UMass Lowell junior Ricardo Torres, who came to the U.S. from Puerto Rico at age 12, is the first to receive the scholarship this year. He's studying Spanish with a minor in education, with the hopes of becoming a middle-school Spanish teacher.

The $1,000 he received is a big help, he said.

"Financially, I always have a tough time," he said. "But with people like this helping people like me achieve the goals that we have, it's an honor to have people that care like that."

Torres, who runs on the school's track and cross-country teams, said coming to UMass Lowell was the best decision he has made.

"Since I was the first-generation college student from my family, I wanted to stay close to home," he said. "I just wanted to stay close to my younger brother to help him out whenever he needed anything, and just stay close to my mom."

Torres' mother reminds him he's setting an example for his brother, a junior at Lowell High.

"My mom always shoots me a text message in the middle of the night and she's just always like, 'It's probably tough right now, you have a rough time, but at the end you're going to come out on top,'" he said. "'You're just laying down the road for your brother to take.'"

The trustee group appreciates their humble beginnings in the Irish Catholic, working-class neighborhood that had Sacred Heart at its core.

They remember playing in Little League baseball and listening to the Sacred Heart band practice every Monday.

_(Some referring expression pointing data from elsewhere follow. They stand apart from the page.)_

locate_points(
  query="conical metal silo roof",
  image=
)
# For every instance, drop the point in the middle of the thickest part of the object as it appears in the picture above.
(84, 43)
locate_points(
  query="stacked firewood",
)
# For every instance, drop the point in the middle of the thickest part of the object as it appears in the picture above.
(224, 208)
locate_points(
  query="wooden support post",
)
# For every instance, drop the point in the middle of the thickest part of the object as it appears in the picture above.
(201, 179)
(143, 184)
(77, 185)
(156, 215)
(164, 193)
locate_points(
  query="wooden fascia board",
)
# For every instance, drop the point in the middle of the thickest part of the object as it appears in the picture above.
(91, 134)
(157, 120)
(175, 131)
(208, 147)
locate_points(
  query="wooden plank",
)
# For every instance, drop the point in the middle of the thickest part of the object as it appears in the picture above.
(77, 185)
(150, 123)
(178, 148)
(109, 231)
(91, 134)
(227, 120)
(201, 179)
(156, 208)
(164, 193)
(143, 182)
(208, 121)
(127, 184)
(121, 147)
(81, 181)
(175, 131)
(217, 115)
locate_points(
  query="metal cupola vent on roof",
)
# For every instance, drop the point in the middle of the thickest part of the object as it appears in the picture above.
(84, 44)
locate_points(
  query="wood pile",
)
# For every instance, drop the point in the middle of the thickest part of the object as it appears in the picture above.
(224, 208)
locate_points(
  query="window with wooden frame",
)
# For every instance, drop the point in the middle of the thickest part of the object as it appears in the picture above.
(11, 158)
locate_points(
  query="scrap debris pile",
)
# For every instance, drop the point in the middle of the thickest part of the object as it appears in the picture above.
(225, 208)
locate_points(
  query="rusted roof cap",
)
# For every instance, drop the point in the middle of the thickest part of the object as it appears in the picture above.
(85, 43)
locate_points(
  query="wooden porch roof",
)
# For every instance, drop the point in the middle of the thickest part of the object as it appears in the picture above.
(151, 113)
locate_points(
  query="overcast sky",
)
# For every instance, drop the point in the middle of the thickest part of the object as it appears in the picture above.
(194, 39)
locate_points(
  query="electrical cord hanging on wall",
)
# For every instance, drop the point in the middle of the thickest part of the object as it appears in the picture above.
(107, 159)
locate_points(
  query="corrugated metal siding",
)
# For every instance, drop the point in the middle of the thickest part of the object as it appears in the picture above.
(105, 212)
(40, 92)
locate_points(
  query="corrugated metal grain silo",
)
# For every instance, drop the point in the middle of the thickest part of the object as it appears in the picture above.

"I think we're very lucky, fortunate people," O'Donnell said. "There's other communities that don't have, I think, what we had. I say that sincerely. We have great friendship and the community that we were in was fantastic."

Their older brothers and sisters hung out with each other as what O'Donnell said was one great big family.

"We all knew everybody's families," he said. "I truly believe we were all an extension of a real big family."

When they graduated from Sacred Heart Grammar School, five of the six continued to Lowell High.

Now with their own children, the group reconnects over UMass Lowell hockey games, where McCafferty first mentioned the idea. 

"When Matt came up with an idea for a scholarship and being able to give back, I think we were all immediately excited to do it," Sheehan said.

This Saturday, the group will host a fundraiser for the endowed scholarship at the UMass Lowell Inn & Conference Center. Tickets can be purchased at $50 online at alumni.uml.edu/sacredheartfundraiser or through the Alumni Office at 978-934-3140.

With ticket sales, donations and sponsorships, the scholarship is set to raise more than $30,000 -- an initiative that began with fond memories of childhood, initiated by a group of churchyard friends.

"No matter who you meet in the future in your life, no matter what acquaintances you make or friends you make in the future," Sheehan said, "nobody knows you like the guys you grew up with."